Not for lack of trying.


>> My goal is to have self contained working directories.  In addition,
>> I want to have chained self-contained working directories, which is
>> why the excellent "put scripts and eggs in the same place" solution
>> doesn't work for me (more below).
> 
> 
> You could generate a sitecustomize.py in a scripts+eggs directory, and 
> have it do:
> 
>     import site
>     site.addsitedir("this directory")
>     site.addsitedir("another directory")
> 
> etc.  This would basically chain the directories in a way that supports 
> .pth files.  Then just easy_install scripts and eggs to the single 
> target directory, including the target directory in --site-dirs so 
> easy_install knows it can use .pth files.
> 
> Presto - you're done.  Running a script would now suffice to set its 
> environment.  Note that anything it references via .pth files will be 
> *subordinate* to the same things in site-packages, but since you're 
> presumably controlling what Python install is used for this, and in any 
> case the scripts have require() used to bump up anything the script 
> directly requires, this shouldn't be a big issue.
 >
> Note that in this setup, sitecustomize.py is the only configuration file 
> you need, and you don't need any upgrades to setuptools as it exists 
> today to make this work.  Just slap sitecustomize in the same directory 
> with the scripts and eggs, and all is well.

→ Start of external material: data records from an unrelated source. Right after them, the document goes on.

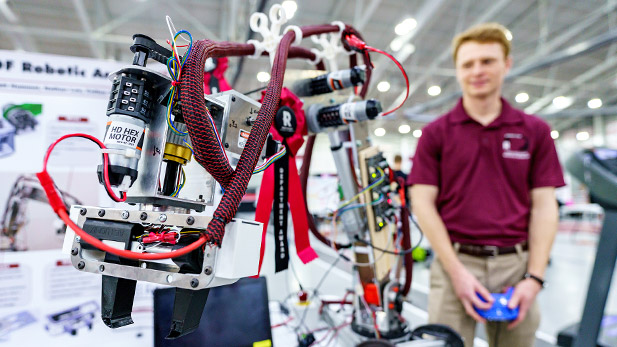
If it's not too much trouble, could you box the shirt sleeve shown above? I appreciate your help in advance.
[529,122,566,188]
[407,126,441,187]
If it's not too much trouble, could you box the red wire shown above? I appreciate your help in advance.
[366,46,409,116]
[57,210,206,260]
[43,133,126,202]
[37,134,206,260]
[345,34,409,116]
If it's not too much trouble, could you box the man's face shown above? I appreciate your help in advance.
[456,41,512,98]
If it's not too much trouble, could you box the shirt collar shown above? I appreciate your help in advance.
[449,98,523,127]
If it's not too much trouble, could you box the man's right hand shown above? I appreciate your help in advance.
[450,266,494,323]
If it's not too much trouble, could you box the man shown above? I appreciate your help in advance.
[408,23,565,346]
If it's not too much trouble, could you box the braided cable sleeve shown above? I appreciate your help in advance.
[180,40,323,188]
[180,40,254,188]
[206,25,338,246]
[206,31,296,246]
[180,25,358,246]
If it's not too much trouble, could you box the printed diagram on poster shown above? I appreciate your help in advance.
[0,175,81,251]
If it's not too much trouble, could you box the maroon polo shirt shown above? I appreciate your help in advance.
[407,98,565,247]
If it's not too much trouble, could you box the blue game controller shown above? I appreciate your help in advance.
[474,287,518,322]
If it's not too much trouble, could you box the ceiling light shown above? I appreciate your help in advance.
[553,95,573,109]
[426,86,441,96]
[0,0,19,24]
[514,92,529,104]
[281,0,298,19]
[390,36,404,52]
[394,18,418,35]
[257,71,270,83]
[587,98,602,108]
[576,131,589,141]
[377,81,390,93]
[504,29,512,41]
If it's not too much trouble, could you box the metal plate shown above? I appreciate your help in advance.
[71,206,220,290]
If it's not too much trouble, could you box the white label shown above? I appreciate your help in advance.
[340,102,358,122]
[103,121,144,150]
[238,129,251,148]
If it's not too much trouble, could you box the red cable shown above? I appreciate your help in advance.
[36,134,206,260]
[366,46,409,116]
[345,35,409,116]
[42,133,126,202]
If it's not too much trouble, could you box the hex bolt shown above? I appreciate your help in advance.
[191,278,199,288]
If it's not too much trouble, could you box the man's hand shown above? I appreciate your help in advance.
[508,278,542,329]
[450,266,494,323]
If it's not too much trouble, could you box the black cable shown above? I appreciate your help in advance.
[355,235,420,255]
[242,85,268,95]
[289,261,304,291]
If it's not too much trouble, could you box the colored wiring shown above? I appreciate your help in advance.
[345,34,409,116]
[37,134,207,260]
[253,146,287,175]
[338,166,386,210]
[171,168,186,197]
[167,29,193,136]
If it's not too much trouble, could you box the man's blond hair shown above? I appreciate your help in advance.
[452,23,510,63]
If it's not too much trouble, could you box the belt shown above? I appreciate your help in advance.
[455,241,529,257]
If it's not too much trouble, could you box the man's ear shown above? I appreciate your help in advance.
[506,55,512,74]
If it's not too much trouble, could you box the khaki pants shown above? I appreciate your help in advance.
[428,246,540,347]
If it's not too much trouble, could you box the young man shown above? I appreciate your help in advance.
[408,23,565,346]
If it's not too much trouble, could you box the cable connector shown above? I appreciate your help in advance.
[345,34,366,53]
[36,171,66,213]
[141,232,178,245]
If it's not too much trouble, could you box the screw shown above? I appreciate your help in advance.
[191,278,199,288]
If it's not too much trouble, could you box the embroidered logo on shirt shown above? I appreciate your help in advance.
[501,133,530,160]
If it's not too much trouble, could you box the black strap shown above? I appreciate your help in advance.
[273,142,289,272]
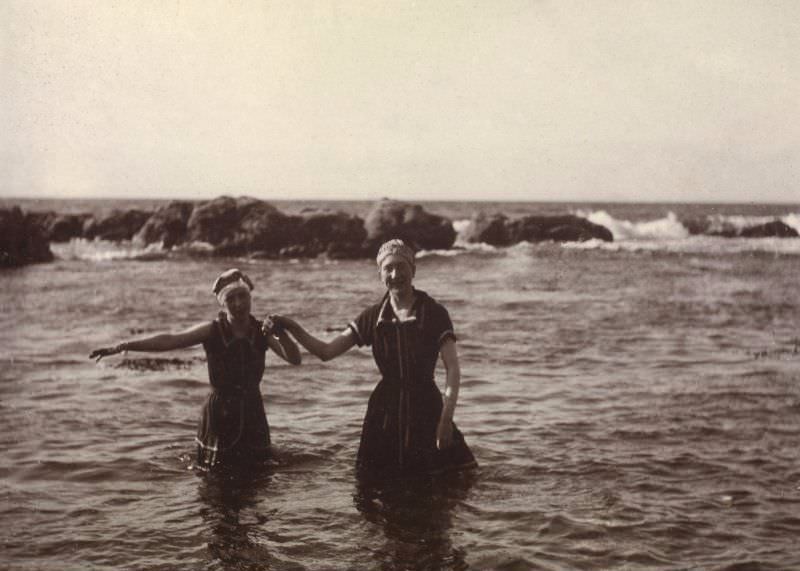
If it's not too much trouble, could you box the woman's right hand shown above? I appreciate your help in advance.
[89,345,121,363]
[261,313,292,335]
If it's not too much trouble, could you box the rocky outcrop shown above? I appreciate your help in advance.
[364,199,456,253]
[28,212,91,242]
[293,209,367,259]
[681,217,798,238]
[133,201,194,248]
[464,213,614,246]
[0,206,53,268]
[83,209,152,242]
[462,212,512,246]
[187,196,296,255]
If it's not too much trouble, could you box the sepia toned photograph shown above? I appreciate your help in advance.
[0,0,800,571]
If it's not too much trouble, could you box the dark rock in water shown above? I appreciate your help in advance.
[186,196,244,246]
[238,199,298,252]
[28,211,91,242]
[508,214,614,243]
[292,210,367,258]
[0,206,53,268]
[464,212,511,246]
[279,244,319,258]
[134,201,194,248]
[187,196,297,255]
[681,216,798,238]
[364,199,456,253]
[741,220,798,238]
[83,209,152,242]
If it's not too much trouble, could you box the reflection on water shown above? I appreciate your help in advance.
[198,466,284,571]
[353,473,475,571]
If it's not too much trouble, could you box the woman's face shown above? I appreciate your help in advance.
[224,288,250,319]
[378,255,416,293]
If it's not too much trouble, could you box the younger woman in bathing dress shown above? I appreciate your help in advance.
[90,269,300,468]
[270,240,476,475]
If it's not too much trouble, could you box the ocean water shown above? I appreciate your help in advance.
[0,201,800,571]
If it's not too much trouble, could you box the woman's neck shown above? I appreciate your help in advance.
[225,313,250,335]
[389,288,414,311]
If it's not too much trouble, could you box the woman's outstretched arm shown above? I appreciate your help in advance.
[264,327,303,365]
[436,339,461,450]
[269,315,356,361]
[89,322,211,361]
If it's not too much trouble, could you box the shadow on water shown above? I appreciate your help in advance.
[198,465,296,571]
[353,473,475,571]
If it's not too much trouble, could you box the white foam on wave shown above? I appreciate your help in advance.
[562,236,800,255]
[578,210,689,240]
[50,238,166,262]
[416,240,498,259]
[780,212,800,232]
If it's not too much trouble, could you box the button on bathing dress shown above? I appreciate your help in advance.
[348,290,476,475]
[195,313,270,468]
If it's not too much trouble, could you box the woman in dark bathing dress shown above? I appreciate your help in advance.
[270,240,476,475]
[90,269,300,469]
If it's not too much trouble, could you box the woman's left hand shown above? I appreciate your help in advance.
[436,415,453,450]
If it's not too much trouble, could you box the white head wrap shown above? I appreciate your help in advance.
[212,268,253,304]
[375,238,414,268]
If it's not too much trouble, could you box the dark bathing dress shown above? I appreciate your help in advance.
[195,313,270,468]
[348,289,477,475]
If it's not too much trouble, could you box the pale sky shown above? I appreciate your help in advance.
[0,0,800,203]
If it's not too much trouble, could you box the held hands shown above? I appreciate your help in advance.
[261,313,289,335]
[89,345,123,363]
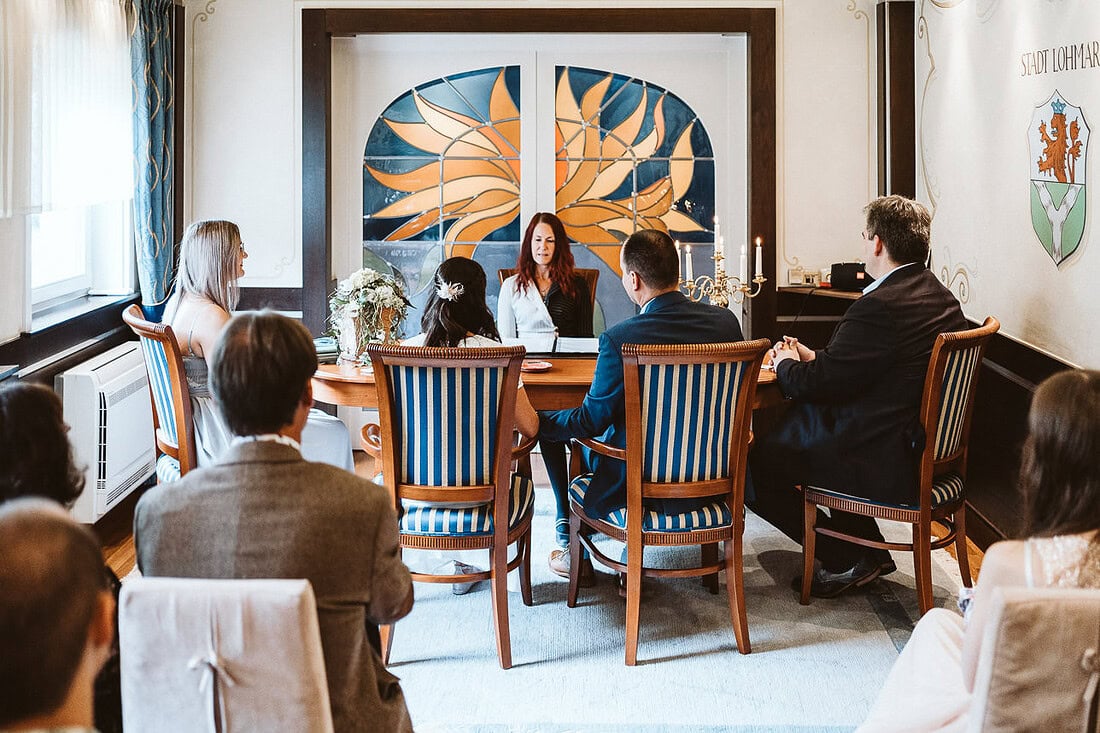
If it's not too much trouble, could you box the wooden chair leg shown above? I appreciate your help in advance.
[799,499,817,605]
[725,522,752,654]
[954,505,974,588]
[565,507,581,609]
[626,539,642,667]
[913,524,932,616]
[517,525,532,605]
[378,624,394,665]
[700,543,728,595]
[488,543,512,669]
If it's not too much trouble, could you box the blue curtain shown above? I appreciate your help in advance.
[130,0,176,312]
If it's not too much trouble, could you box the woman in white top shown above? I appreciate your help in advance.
[164,220,354,471]
[859,370,1100,733]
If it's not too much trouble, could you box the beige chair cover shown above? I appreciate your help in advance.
[119,578,332,733]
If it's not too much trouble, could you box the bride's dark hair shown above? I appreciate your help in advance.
[1020,370,1100,544]
[420,258,501,347]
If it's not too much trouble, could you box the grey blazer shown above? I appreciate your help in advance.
[134,441,413,731]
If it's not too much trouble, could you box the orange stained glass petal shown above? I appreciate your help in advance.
[447,199,519,242]
[589,244,623,277]
[363,161,439,192]
[443,244,477,260]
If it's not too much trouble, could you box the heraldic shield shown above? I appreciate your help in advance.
[1027,90,1089,265]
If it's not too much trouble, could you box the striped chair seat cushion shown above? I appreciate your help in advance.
[814,472,964,510]
[400,473,535,537]
[569,473,734,532]
[156,453,180,483]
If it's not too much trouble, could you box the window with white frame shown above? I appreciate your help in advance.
[0,0,134,313]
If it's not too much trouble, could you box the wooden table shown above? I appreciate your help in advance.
[314,357,783,409]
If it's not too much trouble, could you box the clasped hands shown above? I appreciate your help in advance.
[763,336,817,370]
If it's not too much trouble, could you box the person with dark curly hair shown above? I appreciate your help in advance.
[0,382,122,733]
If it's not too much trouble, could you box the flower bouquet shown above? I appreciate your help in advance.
[329,267,410,363]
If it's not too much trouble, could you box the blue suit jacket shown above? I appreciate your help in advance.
[539,292,743,516]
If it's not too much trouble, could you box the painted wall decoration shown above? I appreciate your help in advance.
[915,0,1100,369]
[363,66,715,332]
[1027,91,1089,264]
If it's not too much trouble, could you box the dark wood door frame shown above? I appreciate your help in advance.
[301,8,777,337]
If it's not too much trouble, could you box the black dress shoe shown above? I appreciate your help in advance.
[791,557,897,598]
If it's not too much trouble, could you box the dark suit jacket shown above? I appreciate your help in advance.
[539,293,743,517]
[134,441,411,731]
[760,264,968,503]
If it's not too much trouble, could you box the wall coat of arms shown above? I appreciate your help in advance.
[1027,90,1089,265]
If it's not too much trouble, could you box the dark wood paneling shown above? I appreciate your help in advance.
[730,10,780,339]
[876,0,916,193]
[301,9,330,336]
[237,287,301,310]
[301,8,777,336]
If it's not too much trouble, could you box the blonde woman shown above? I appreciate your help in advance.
[164,220,354,471]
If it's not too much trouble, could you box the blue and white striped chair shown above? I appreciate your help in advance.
[800,316,1001,615]
[122,305,198,483]
[568,339,770,665]
[367,344,536,669]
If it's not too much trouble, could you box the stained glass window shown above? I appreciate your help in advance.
[363,66,715,333]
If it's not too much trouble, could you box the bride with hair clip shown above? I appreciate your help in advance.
[402,258,539,595]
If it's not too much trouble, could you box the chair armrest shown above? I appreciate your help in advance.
[573,438,626,461]
[512,433,539,460]
[360,423,382,458]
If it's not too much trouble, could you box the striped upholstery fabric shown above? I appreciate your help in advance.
[386,365,505,486]
[638,362,749,482]
[813,472,964,510]
[139,338,179,442]
[400,473,535,536]
[569,473,734,532]
[156,453,182,483]
[933,344,981,460]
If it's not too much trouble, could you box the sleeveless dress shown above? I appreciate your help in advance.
[857,533,1100,733]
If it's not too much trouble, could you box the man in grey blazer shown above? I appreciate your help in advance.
[134,311,413,731]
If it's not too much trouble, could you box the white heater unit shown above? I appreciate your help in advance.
[54,342,156,523]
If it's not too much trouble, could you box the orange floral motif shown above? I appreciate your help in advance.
[556,69,704,265]
[364,69,519,245]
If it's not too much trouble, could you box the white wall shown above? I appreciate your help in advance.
[916,0,1100,369]
[185,0,877,299]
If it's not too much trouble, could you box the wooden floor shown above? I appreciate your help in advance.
[94,450,983,578]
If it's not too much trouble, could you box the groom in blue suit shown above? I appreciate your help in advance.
[539,229,743,577]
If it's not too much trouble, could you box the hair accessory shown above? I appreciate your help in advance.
[436,278,466,302]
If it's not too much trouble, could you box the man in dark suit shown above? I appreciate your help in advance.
[134,311,413,731]
[539,229,741,580]
[748,196,967,598]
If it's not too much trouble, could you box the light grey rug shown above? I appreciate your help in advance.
[391,484,960,733]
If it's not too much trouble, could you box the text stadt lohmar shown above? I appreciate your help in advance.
[1020,41,1100,76]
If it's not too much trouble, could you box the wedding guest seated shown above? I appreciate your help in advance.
[497,212,592,554]
[164,221,355,471]
[134,311,413,732]
[402,258,539,595]
[0,499,114,733]
[0,382,122,733]
[859,370,1100,733]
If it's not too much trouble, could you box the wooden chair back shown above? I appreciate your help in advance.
[801,316,1001,615]
[367,343,535,669]
[122,304,198,483]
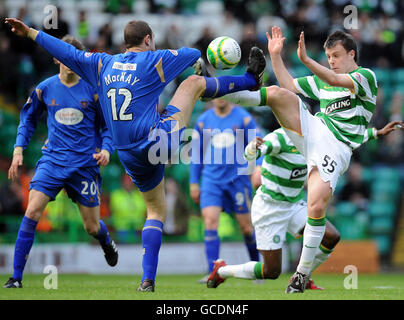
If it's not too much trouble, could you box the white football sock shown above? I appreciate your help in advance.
[310,248,332,272]
[297,222,325,275]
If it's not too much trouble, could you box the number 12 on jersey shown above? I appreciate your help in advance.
[107,88,133,121]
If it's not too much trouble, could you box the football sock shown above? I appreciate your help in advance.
[222,88,268,107]
[13,216,38,280]
[142,219,163,283]
[310,244,333,272]
[94,220,111,246]
[202,72,257,98]
[204,230,220,273]
[297,217,326,275]
[217,261,263,280]
[244,232,260,261]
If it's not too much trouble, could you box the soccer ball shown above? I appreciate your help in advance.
[206,37,241,70]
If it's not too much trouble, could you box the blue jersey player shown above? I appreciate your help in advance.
[6,18,266,291]
[190,99,259,284]
[4,36,118,288]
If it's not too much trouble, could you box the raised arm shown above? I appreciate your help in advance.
[362,121,404,143]
[8,90,46,180]
[6,18,108,87]
[266,27,299,93]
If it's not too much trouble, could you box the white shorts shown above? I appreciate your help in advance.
[284,99,352,193]
[251,189,307,250]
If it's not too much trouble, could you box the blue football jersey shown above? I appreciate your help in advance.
[36,31,200,149]
[15,75,114,167]
[190,106,261,183]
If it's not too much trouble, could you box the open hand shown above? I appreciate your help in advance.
[297,31,308,63]
[266,27,286,54]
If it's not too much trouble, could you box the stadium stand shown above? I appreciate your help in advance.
[0,0,404,265]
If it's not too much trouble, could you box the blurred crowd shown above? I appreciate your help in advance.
[0,0,404,248]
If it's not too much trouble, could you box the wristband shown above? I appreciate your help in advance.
[13,147,23,156]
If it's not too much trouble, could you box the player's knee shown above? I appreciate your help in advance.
[240,223,254,236]
[323,229,341,249]
[84,223,100,236]
[267,86,290,100]
[264,264,281,280]
[25,206,42,221]
[308,199,327,217]
[204,217,219,230]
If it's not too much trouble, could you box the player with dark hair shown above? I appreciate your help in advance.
[189,99,260,284]
[6,18,266,291]
[3,36,118,288]
[218,27,402,293]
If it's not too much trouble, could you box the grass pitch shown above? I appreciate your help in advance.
[0,274,404,301]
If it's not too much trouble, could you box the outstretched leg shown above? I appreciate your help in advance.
[78,203,118,267]
[137,178,166,292]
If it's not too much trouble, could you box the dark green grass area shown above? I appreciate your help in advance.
[0,274,404,300]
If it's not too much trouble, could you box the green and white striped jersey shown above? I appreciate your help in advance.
[252,128,307,203]
[244,128,377,203]
[294,67,377,149]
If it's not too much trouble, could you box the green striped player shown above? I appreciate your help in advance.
[207,127,339,289]
[207,94,404,289]
[211,27,404,293]
[267,27,377,293]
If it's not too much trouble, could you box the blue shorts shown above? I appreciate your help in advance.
[117,105,185,192]
[200,176,252,214]
[29,159,102,207]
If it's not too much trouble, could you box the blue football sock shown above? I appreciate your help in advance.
[142,219,163,283]
[244,232,260,261]
[13,216,38,280]
[94,220,111,246]
[202,72,257,98]
[204,230,220,273]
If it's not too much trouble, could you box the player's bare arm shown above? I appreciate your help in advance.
[5,18,39,41]
[266,27,298,93]
[297,31,354,90]
[377,121,404,137]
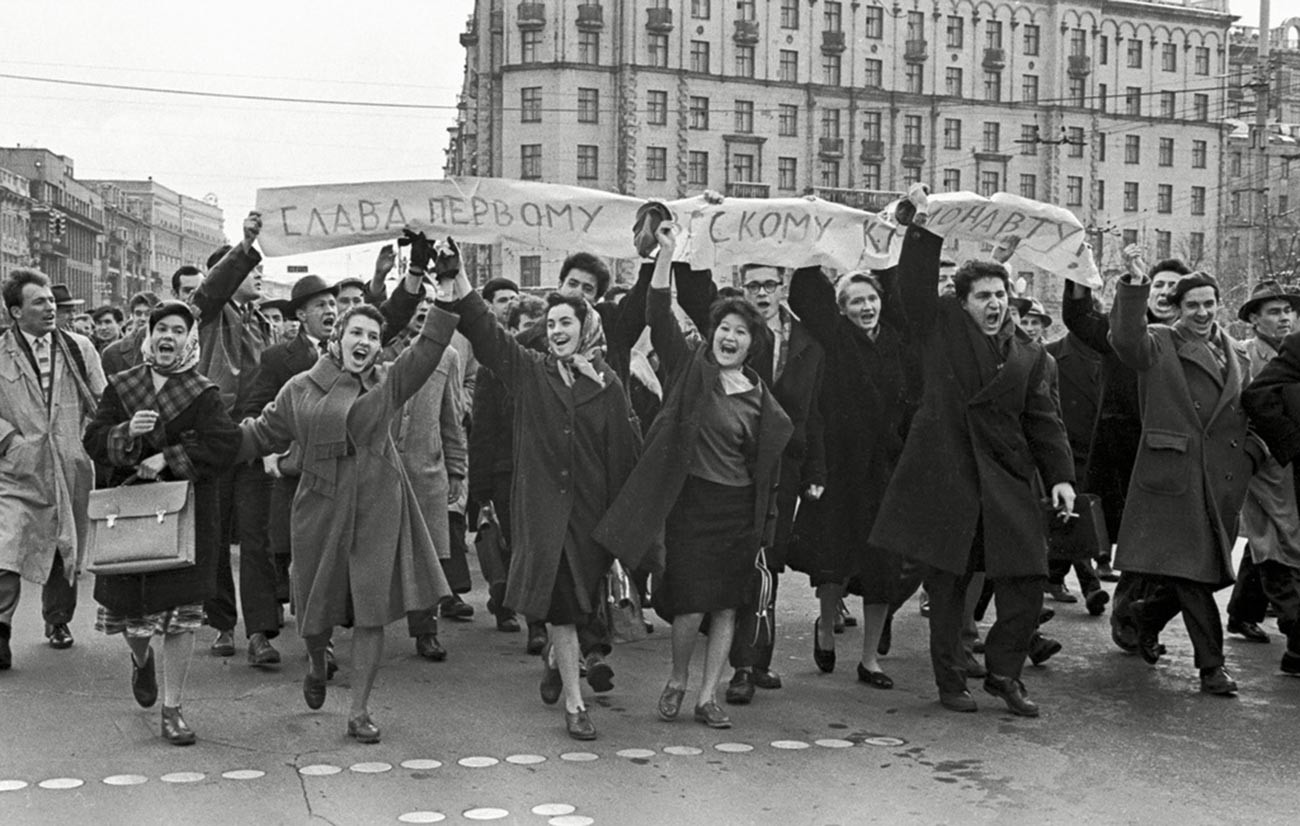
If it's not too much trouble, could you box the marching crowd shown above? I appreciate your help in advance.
[0,187,1300,745]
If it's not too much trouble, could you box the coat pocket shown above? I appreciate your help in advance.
[1134,431,1192,496]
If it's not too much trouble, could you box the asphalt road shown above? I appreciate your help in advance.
[0,543,1300,826]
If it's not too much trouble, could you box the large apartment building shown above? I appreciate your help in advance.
[447,0,1232,291]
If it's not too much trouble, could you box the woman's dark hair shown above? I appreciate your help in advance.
[546,293,586,324]
[953,260,1011,302]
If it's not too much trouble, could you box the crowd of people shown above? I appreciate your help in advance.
[0,187,1300,745]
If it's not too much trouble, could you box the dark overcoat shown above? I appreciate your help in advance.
[1110,280,1264,587]
[595,289,793,571]
[871,226,1074,578]
[456,293,640,617]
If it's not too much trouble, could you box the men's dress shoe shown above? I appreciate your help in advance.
[46,622,73,650]
[858,662,893,688]
[564,708,595,740]
[696,700,731,728]
[163,705,198,745]
[813,617,835,674]
[131,648,159,709]
[347,713,380,743]
[248,633,280,666]
[1227,619,1269,648]
[1083,588,1110,617]
[984,674,1039,717]
[657,683,686,723]
[415,633,447,662]
[585,652,614,693]
[1201,666,1236,696]
[208,631,235,657]
[725,671,754,705]
[749,669,781,691]
[939,691,979,712]
[303,670,329,712]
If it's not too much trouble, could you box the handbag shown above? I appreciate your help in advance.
[1043,493,1110,561]
[86,473,195,574]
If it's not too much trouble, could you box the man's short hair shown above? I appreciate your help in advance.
[3,267,49,315]
[953,260,1011,302]
[553,252,610,306]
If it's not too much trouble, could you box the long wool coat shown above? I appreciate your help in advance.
[871,226,1074,578]
[1110,281,1264,587]
[241,311,456,636]
[0,326,104,584]
[595,290,794,571]
[458,293,640,617]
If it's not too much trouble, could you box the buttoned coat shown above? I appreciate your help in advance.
[871,226,1074,578]
[0,325,104,584]
[1110,278,1264,587]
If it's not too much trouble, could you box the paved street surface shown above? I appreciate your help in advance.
[0,546,1300,826]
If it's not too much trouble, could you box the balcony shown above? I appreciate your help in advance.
[646,9,672,34]
[732,20,758,46]
[577,3,605,31]
[515,3,546,31]
[723,181,771,198]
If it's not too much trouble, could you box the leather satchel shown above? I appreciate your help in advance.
[87,476,195,574]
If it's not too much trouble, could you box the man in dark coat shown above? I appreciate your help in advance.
[870,201,1074,717]
[1110,273,1266,695]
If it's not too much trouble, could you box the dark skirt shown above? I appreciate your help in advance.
[654,476,759,618]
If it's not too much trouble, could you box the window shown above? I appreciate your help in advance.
[1021,74,1039,103]
[1125,181,1138,212]
[519,143,542,181]
[1065,176,1083,207]
[944,66,962,98]
[577,31,601,66]
[948,14,966,48]
[577,143,601,181]
[776,103,800,138]
[519,30,542,64]
[984,121,1002,152]
[646,146,668,181]
[1024,25,1045,57]
[647,34,668,69]
[519,255,542,287]
[577,87,601,124]
[944,117,962,150]
[736,100,754,135]
[519,86,542,124]
[686,151,709,186]
[984,72,1002,100]
[776,48,800,83]
[690,40,709,74]
[863,5,885,40]
[1128,38,1141,69]
[1156,183,1174,215]
[646,88,668,126]
[776,157,800,193]
[689,96,709,129]
[1021,174,1039,198]
[1160,138,1174,167]
[862,58,884,88]
[736,46,754,78]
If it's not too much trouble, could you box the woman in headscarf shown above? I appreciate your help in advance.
[83,302,239,745]
[239,282,456,743]
[436,257,640,740]
[595,222,793,728]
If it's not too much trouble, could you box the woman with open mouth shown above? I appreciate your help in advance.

Why must eggs be in the same directory?  Since sitecustomize adds additional
directories, couldn't the eggs be there?

 > You can, if you wish,
> modify it to do other sys.path munging according to your needs.

Yup.


> Unfortunately, due to differences in path processing on Windows and 
> 'nix, the above procedure appears to only work correctly on Windows.  On 
> 'nix, the current dir and/or script dir aren't on sys.path soon enough.  
> *sigh*.

Dang.  You had be going there. :)

> Okay, I give up.  PYTHONPATH manipulation is the only thing that works.  
> After further experimenting, it seems the only consistent way to get 
> sitecustomize.py to work, on all versions and platforms, is to have it 
> on PYTHONPATH when Python starts execution.  In which case, you might as 
> well use the site.py hack and control everything with .pth files.
> 
> Now you've got me wondering if maybe I should always have easy_install 
> create script wrappers that set a fixed PYTHONPATH.  The main problem I 
> see with it is what happens when somebody deliberately sets a different 
> PYTHONPATH.  Do you append to it?  Prepend to it?  Ignore it? Should 
> PYTHONPATH munging be optional?  Mandatory?  Hrm.
> 
> Ignoring PYTHONPATH when running a script has security advantages, to be 
> certain.  Putting the fixed paths in front of the user-supplied ones is 
> almost as good.
> 
> This needs a lot more thought, though. 

Yup.  Thought is good.

 > Unfortunately, it's making me
> aware of some deficiencies in the existing script system, which doesn't 
> allow for e.g. running scripts with -O at the moment, let alone any 
> other options.  These are allowed in "traditional" distutils scripts, 
> but not entry-point based scripts, which have no place to specify these 
> things at the moment.  I'm probably going to have to add a way to 
> control these and other script-generation options at some point.

Yup.

Jim

-- 
Jim Fulton           mailto:jim at zope.com       Python Powered!